By Juliet Nanfuka |
In less than a month, the Forum on Internet Freedom in Africa 2018 (#FIFAfrica18) will take place in Accra, Ghana. Hosted by the Collaboration on International ICT Policy for East and Southern Africa (CIPESA) in partnership with the Media Foundation for West Africa (MFWA), this year’s Forum is the first to be held in West Africa. Since its inception in 2014, the Forum has been hosted in East Africa and Southern Africa.
FIFAfrica focuses exclusively on internet rights and freedoms and looks at them through the lens of policy, regulation, and governance. It offers a platform for critical engagement of diverse stakeholders in identifying the most pressing internet rights-related issues and challenges that have to be addressed at national and regional levels. It also identifies opportunities for bringing the debate on the importance of human rights online at national, regional and global fora and aims to identify effective ways to engage with them.
At the practical level, the Forum works to support skills development including in digital security practices for safe and secure ICT access and adoption, policy advocacy, and engagement processes.
Engagements at the Forum reflect current trends and concerns in access and usage of the internet and related technologies on the continent. As such, each year since 2014 has seen us launch themed research on the State of Internet Freedom in Africa. The Forum also coincides with the annual commemoration of the International Day for Universal Access to Information (IDUAI) that is marked every September 28.
This year we have lined up panel discussions, workshops, hubs, exhibitions and lightning talks on a diversity of topics including advancing advocacy and research on gender-based cyber violence in Africa, civic technology and social innovation, online content regulation trends in Africa, and community networks for internet access. Other topics include: African content online, consumer rights in the digital age, digital rights advocacy, the economic costs of social media taxes and internet shutdowns, as well as media and misinformation, and protecting vulnerable users of the internet. Additionally, FIFAfrica will provide a stage for the first assembly of the Ethiopian Zone 9 Bloggers since their release, where they will share their experiences of censorship amidst the plight of freedom of expression.
The Forum agenda and sessions have been shaped by a public call for proposals and speakers and thus represent diverse voices, expertise and stakeholder groups, many of them new to FIFAfrica.. Among these are the Council of Europe who will host a panel that will contribute to the on-going efforts on harmonisation of national cybercrime laws with international and regional standards in the African continent, and provide a specific focus on human rights safeguards. Meanwhile, digital rights group NetBlocks will have their Africa launch of the Cost Of Shutdown Tool (COST).
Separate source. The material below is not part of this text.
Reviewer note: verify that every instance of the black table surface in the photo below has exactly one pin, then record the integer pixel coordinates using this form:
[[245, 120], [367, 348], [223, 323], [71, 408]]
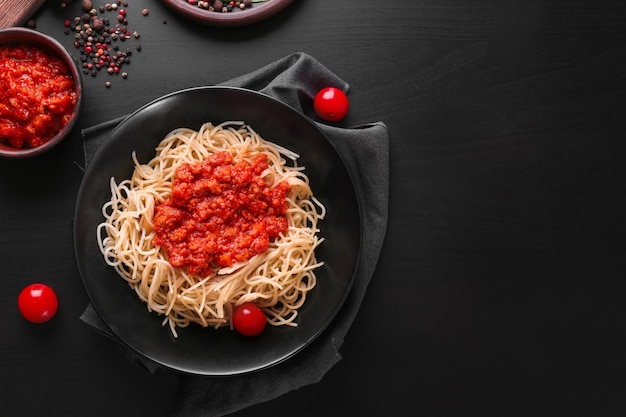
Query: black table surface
[[501, 287]]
The tool was developed by NetBlocks in collaboration with the Internet Society and first unveiled at RightsCon Toronto in May 2018. It is aimed at automating the task of economic estimation of the impact of internet shutdowns, mobile data blackouts and social media restrictions.
Additionally, September 28, 2018 will mark the third commemoration of the International Day for Universal Access to Information (IDUAI), first celebrated by UNESCO in 2016. The IDUAI reinforces target 16.10 of the Sustainable Development Goals (SDG) which calls for ensuring public access to information and protection of fundamental freedoms. As part of the IDUAI 2018 celebrations, UNESCO is set to host a session at FIFAfrica to raise awareness on the intersection of access to information and application of the internet universality indicators.
Skills workshops at the Forum will include one on strategic litigation led by the Media Legal Defence Initiative (MLDI) which is aimed at building the capacity of internet activists to collaborate across disciplines to more effectively push back against regressive legal frameworks that are not conducive to access and use of the internet in Africa. CIPESA, together with the UK-based Small Media, will also host a two-day interactive workshop on internet freedom and the Universal Periodic Review (UPR). The workshop is part of a wider project working to support civil society organisations across Africa to engage with the UPR process through research, capacity development and developing tools to support internet freedom advocacy.
The Forum’s growing audience – from 80 participants representing six countries in 2014 to over 250 from 35 countries in 2017 – the diversity of participants and discussions, reflects increased awareness among Africa’s growing internet user and stakeholder community for the need to pave the way for broader and more impactful work on advancing digital rights advocacy and drawing up common strategies to promote internet freedom.
This year, we aim to continue on this growth path as the community of internet freedom advocates steadily grows and the opportunities to advance internet freedom are progressively realised particularly in the face of persistent affronts to the rights of African online users.